All Creatures of Our God and King
His name was Giovanni Bernardone, but he became known as St. Francis of Assisi. The son of a wealthy merchant, he was expected to follow in his father's footsteps but rebelled against the pursuit of money. As a young man, he experienced a vision that persuaded him to renounce wealth so that he might live a life of poverty and service.
St. Francis is famous for many things, including love of animals. Pictures of him usually have birds flying nearby and small animals at his feet. A popular story tells of him stopping to preach a sermon to a flock of birds. He reminded them that God had blessed them with beautiful clothing even though they had never learned to spin or weave–– and that God had blessed them with food even thought they had never learned to sow or reap. Then he called them to sing their songs as praises to God.
The hymn, "All Creatures of Our God and King," is an outgrowth of that sentiment. It is a call for "All creatures of our God and King" to "lift up (their voices) and with us sing, Alleluia!"

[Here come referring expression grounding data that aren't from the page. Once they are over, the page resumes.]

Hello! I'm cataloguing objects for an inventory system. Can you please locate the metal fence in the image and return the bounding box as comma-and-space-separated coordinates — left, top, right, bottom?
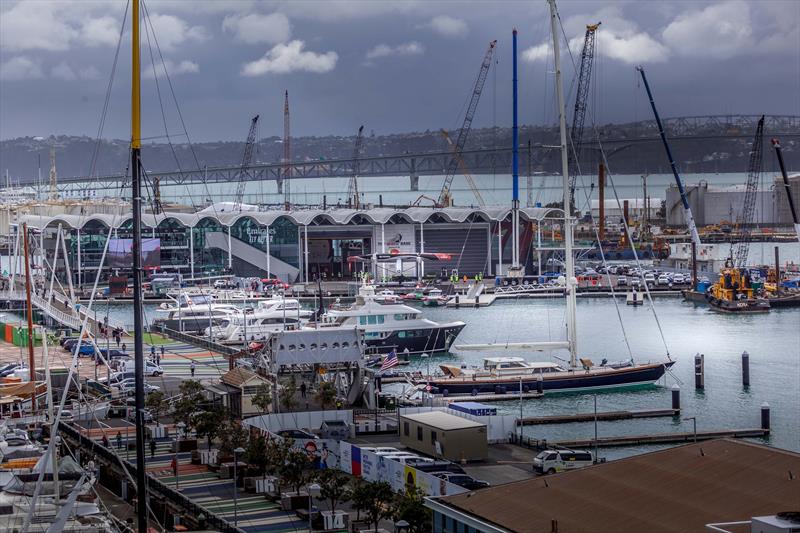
149, 326, 242, 355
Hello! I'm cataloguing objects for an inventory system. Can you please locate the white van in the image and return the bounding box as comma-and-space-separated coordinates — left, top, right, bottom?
533, 450, 594, 474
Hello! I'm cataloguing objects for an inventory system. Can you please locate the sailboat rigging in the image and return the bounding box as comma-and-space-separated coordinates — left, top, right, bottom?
430, 0, 675, 394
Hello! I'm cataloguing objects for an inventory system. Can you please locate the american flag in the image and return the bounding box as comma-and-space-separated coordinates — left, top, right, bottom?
381, 350, 399, 372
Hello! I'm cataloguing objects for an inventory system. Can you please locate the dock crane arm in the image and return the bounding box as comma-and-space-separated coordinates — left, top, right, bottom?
233, 115, 258, 211
442, 130, 486, 207
731, 115, 764, 268
568, 22, 600, 212
772, 139, 800, 241
636, 66, 702, 246
347, 126, 364, 209
436, 40, 497, 207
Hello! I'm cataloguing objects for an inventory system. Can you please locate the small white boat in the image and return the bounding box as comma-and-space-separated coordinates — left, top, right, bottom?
625, 290, 644, 305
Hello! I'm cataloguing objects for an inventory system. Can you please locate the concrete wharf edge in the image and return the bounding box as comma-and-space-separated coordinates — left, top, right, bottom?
541, 428, 769, 448
519, 409, 681, 426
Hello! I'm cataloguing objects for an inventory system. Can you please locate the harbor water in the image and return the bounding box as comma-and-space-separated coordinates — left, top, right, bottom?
15, 296, 800, 458
396, 297, 800, 458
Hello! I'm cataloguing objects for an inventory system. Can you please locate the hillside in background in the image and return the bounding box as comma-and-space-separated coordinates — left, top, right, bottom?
0, 123, 800, 185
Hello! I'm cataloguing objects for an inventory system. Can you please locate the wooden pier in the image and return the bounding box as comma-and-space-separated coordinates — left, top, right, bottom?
435, 391, 544, 405
526, 428, 769, 449
518, 409, 681, 426
447, 293, 497, 308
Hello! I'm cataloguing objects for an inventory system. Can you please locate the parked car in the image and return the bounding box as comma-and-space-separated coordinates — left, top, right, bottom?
0, 363, 22, 378
533, 449, 594, 474
433, 472, 489, 490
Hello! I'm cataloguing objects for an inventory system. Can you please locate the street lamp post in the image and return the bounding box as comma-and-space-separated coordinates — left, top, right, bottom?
233, 446, 244, 527
420, 352, 433, 405
684, 416, 697, 442
175, 422, 186, 491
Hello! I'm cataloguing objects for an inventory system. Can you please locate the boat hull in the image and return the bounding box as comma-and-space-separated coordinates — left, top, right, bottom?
365, 323, 464, 355
768, 294, 800, 307
430, 361, 675, 395
706, 293, 770, 314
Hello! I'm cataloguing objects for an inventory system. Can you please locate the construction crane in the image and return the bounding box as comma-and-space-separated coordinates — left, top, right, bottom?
436, 40, 497, 207
347, 125, 364, 209
731, 115, 764, 268
568, 22, 600, 212
278, 90, 292, 211
442, 130, 486, 207
233, 115, 258, 211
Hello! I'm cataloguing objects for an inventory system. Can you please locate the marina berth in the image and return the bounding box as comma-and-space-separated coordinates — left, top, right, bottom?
318, 281, 465, 355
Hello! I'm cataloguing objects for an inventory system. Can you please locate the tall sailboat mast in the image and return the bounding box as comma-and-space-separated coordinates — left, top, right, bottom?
131, 0, 147, 531
547, 0, 578, 367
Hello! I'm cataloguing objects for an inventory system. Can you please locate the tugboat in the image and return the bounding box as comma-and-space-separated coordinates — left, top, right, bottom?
422, 288, 447, 307
706, 259, 770, 313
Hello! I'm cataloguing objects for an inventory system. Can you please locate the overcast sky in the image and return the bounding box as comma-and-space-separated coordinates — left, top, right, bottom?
0, 0, 800, 141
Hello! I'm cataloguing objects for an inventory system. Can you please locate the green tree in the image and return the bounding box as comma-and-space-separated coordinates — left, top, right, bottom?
175, 380, 205, 431
144, 390, 169, 425
250, 383, 272, 413
194, 409, 226, 450
244, 433, 269, 475
317, 468, 351, 513
280, 376, 297, 411
353, 481, 394, 530
317, 381, 336, 411
394, 486, 433, 533
219, 418, 250, 454
278, 442, 312, 492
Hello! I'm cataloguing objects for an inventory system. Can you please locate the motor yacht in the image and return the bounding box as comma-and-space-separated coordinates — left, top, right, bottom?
153, 292, 240, 332
320, 283, 464, 355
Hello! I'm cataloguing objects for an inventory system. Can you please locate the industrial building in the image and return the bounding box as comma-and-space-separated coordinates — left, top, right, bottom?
662, 241, 800, 278
426, 439, 800, 533
666, 174, 800, 227
400, 411, 489, 461
12, 205, 561, 284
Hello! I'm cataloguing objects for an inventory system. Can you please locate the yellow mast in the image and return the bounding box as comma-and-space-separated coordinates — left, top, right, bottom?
131, 0, 142, 148
131, 0, 148, 533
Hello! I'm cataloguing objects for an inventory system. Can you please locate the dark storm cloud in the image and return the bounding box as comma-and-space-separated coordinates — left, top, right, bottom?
0, 0, 800, 140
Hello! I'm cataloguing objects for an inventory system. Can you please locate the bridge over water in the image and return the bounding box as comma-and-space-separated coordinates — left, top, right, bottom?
48, 115, 800, 196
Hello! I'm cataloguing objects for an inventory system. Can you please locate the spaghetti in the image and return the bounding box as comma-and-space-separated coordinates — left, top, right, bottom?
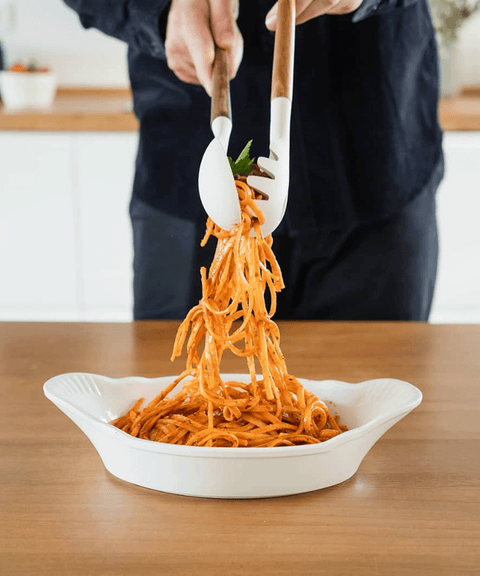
112, 180, 346, 447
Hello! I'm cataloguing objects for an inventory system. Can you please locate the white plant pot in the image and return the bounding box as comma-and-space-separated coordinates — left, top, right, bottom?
0, 71, 57, 110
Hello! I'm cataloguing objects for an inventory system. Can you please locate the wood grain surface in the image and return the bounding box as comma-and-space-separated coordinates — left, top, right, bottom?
0, 88, 138, 132
271, 0, 295, 100
0, 84, 480, 132
210, 46, 232, 122
0, 322, 480, 576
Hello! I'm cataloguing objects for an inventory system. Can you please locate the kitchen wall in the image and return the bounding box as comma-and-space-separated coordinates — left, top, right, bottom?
0, 0, 480, 87
0, 0, 128, 87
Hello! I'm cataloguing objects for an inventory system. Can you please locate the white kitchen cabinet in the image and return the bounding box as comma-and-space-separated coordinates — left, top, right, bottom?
74, 133, 137, 320
0, 127, 480, 322
0, 132, 137, 320
0, 133, 80, 320
430, 132, 480, 323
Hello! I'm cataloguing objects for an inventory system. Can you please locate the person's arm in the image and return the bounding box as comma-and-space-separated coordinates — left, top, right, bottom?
64, 0, 171, 58
265, 0, 417, 30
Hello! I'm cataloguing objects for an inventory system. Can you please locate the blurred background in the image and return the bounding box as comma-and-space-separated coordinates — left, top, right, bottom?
0, 0, 480, 322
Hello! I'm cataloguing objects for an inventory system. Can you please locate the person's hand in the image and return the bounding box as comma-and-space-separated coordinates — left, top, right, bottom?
165, 0, 243, 94
265, 0, 363, 30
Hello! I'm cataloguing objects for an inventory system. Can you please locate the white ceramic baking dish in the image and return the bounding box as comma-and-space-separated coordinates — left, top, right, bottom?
44, 373, 422, 498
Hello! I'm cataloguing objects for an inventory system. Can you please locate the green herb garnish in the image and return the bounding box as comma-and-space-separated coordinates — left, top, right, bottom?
228, 140, 254, 176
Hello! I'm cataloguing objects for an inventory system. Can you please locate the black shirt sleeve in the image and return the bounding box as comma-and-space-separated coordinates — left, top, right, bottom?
64, 0, 171, 58
352, 0, 417, 22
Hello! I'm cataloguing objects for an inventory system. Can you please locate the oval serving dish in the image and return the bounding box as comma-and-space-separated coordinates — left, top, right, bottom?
44, 373, 422, 498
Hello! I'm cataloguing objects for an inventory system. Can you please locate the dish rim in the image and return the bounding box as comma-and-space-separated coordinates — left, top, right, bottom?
43, 372, 423, 459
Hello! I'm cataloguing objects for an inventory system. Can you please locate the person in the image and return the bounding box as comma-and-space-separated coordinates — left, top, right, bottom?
65, 0, 443, 321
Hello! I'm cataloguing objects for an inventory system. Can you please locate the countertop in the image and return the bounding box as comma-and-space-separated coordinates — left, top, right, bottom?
0, 321, 480, 576
0, 86, 480, 132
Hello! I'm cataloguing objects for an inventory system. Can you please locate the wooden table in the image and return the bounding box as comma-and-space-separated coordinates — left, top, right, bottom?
0, 86, 480, 132
0, 322, 480, 576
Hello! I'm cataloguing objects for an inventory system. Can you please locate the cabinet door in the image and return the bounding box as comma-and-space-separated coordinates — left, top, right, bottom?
431, 132, 480, 323
75, 133, 138, 321
0, 132, 79, 320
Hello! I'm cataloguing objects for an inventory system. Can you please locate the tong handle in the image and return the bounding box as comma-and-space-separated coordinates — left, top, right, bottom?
210, 46, 232, 122
271, 0, 295, 100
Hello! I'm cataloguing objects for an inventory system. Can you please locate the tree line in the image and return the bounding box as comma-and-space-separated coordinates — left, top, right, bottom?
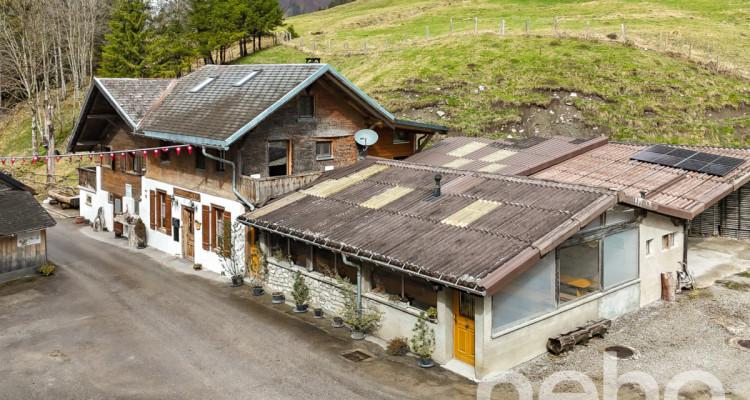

St. Francis wrote this hymn near the end of his life. Sick and suffering bouts of blindness, he was going home to die when he stopped to visit friends at the St. Damien monastery. While there, he felt the inspiration to compose this joyful hymn. It calls all God's creatures ––sun and moon ––wind and water––fruits and flowers––and all who are of tender heart––to sing, "Alleluia! Alleluia! Alleluia!" to honor our God.